Apple Arcade launches later this month for $4.99/mo - artsandsci
https://techcrunch.com/2019/09/10/apple-arcade-launches-later-this-month-for-4-99-mo/
======
alteria
As a Consumer, I'm really excited about this. I'm fed up with skinner box RNG
money extraction apps, and the ability to pay once to try a catalog of games
is great. I've always been hesitant to buy pricer games because I didn't know
if I would like them.

On the other hand, iOS is probably the mobile marketplace with the highest
proportion of customers willing to buy non-lootbox games. If this gains enough
market share, devs will feel forced to join this program, and it's currently
unclear how they will be paid out.

------
makecheck
This move will probably obliterate game developers more than it first seems.

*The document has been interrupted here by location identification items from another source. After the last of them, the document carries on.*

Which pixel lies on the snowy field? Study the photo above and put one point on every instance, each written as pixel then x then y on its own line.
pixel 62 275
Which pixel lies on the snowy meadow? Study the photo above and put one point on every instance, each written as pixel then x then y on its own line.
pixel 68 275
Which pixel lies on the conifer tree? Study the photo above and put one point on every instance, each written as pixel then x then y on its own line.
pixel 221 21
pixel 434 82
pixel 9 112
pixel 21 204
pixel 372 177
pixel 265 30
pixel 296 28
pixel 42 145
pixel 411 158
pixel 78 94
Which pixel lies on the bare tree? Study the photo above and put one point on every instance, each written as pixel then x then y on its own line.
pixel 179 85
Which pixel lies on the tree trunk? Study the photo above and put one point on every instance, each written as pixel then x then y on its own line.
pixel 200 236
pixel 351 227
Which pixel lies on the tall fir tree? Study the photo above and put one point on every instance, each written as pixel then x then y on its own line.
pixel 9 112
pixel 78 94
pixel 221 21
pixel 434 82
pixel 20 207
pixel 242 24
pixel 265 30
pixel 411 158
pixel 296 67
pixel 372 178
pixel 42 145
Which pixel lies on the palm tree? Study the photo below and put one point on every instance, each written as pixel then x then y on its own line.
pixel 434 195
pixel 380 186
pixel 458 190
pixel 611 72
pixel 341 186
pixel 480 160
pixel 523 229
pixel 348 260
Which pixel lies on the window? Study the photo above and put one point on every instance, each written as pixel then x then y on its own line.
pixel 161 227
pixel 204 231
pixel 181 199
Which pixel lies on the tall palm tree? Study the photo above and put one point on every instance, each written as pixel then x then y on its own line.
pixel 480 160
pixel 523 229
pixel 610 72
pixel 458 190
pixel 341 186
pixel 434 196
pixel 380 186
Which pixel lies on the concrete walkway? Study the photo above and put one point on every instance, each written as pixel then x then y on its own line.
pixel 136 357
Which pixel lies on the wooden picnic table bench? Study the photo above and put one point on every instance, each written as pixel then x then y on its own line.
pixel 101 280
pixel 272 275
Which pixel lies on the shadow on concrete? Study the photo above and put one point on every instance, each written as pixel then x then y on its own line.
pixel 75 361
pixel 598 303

Apple Arcade _refused_ to port any existing games; they only wanted brand new,
exclusive content that was painstakingly developed for all their platforms.
Not only is this a giant “GTFO” to developers that have stuck with their
platforms for years but it practically ensures that the initial game library,
no matter how big it is, will take forever to grow. Players can blow through
content _really_ quickly. And a “library” of X games doesn’t really count
because each person will always have their favorite genres, making most games
unplayable (so we are really talking about an initial library where X/30 games
are actually interesting).

At the very least, they should have invited existing App Store games into the
Arcade, provided that they met some basic requirements (no in-app purchases,
etc.).

It is also really rich to see Apple point out questionable game behaviors on
their own App Store, when Apple has complete control and could have solved the
entire problem many years ago without introducing Apple Arcade at all. _Fix
your damned App Store._ I hate to imagine the millions of dollars that have
_clearly_ been funneled to all the wrong parties, Apple included, by simply
scamming people for more than a decade while legitimate developers beg for
scraps.

Also, the existing game market will be destroyed by $4.99/month. It was
already like pulling teeth to convince anyone on _mobile_ to spend money but
at least on the _Mac_ you saw almost-traditional pricing for some games. Now,
if lots of cross-platform games are available for peanuts, it will be
_impossible_ to charge _anything_ for games, _even on the Mac_. The Mac as a
gaming platform will be completely incinerated by this: if you can’t put a
game in the Arcade and you can’t charge for it because Arcade is cheap, where
does the game belong? On Windows and Switch, apparently.

------
stfwn
Seems like a fair enough price. I don’t know what the deal with the developers
is, but I hope it enables them to make quality games rather than the ‘free’
dopamine clickers that dominate the charts now.